As with kids, some smaller women—and senior turkey hunters—would benefit from a 20-gauge. These people, and I’m including myself in the senior category, simply don’t have the upper body strength required to hold a heavy 12-gauge in the shooting position for the extended time it takes some reluctant gobblers to finally stroll within gun range. Although using a 20-gauge may not totally solve this problem, it will help, as will adding a shooting support stick. And if you are looking to buy your significant other a new turkey gun, a 20-gauge usually costs less than a 12. The ammunition will be priced slightly lower, too.

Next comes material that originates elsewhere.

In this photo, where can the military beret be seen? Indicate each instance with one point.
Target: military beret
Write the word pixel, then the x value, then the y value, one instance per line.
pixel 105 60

There is one disadvantage to hunting with a 20 gauge instead of a 12, and as you may have already guessed, it is effective range. You will have to work the bird about 10 yards closer—a maximum range of about 30 yards—to make a killing shot. The reason is that a 20-gauge shell simply does not put as much shot downrange as a 12. But you may enjoy this added challenge and test of your turkey hunting skills. After all, isn’t getting really close to a wild gobbler what this sport is all about?
A disturbing trend I’ve noticed in turkey hunting in recent years is the advocacy of bigger and bigger guns shooting larger and heavier loads. This gives some turkey hunters a false sense of competence, resulting in them shooting, wounding, and then not recovering birds that were too far out of range to begin with.
As for me, I’ll stay with my 20 gauge, thank you. The last five turkeys I’ve killed were with that smaller gun. The sixth bird? Well, let’s just say it wasn’t the gun’s fault that I missed.
I’ve also made one more concession concerning growing older and yet continuing to chase wild gobblers: hunting mainly from a blind. I do quite a bit of preseason photography of wild turkeys, and learned early on that most turkeys have little fear of a blind. At first, I photographed mostly from brush blinds, but eventually graduated to a small, commercially made blind to help keep rain off my camera equipment. I was amazed at how accepting the birds were of the blind, even walking right past it the very next morning following the day I’d set it up.
That got me thinking that maybe I should hunt from the blind once the season came in. I did, and found that I can sit comfortably for hours in a large, folding camp chair while sipping coffee, munching snacks and making the occasional turkey call. With two or three turkey decoys placed in front of the blind at strategic ranges, it almost seems like cheating.
The downside to hunting from a blind is that you are limited to one location, so choose that location carefully. Preseason scouting comes in handy here. Look for areas where turkeys want to naturally congregate after fly-down or where gobblers like to strut mid-morning. My blind is set up along a woods’ edge overlooking a crop field. That way I can slip in and out of the blind from the woods and not be seen.
So how about you…is it time to downsize to a 20 gauge?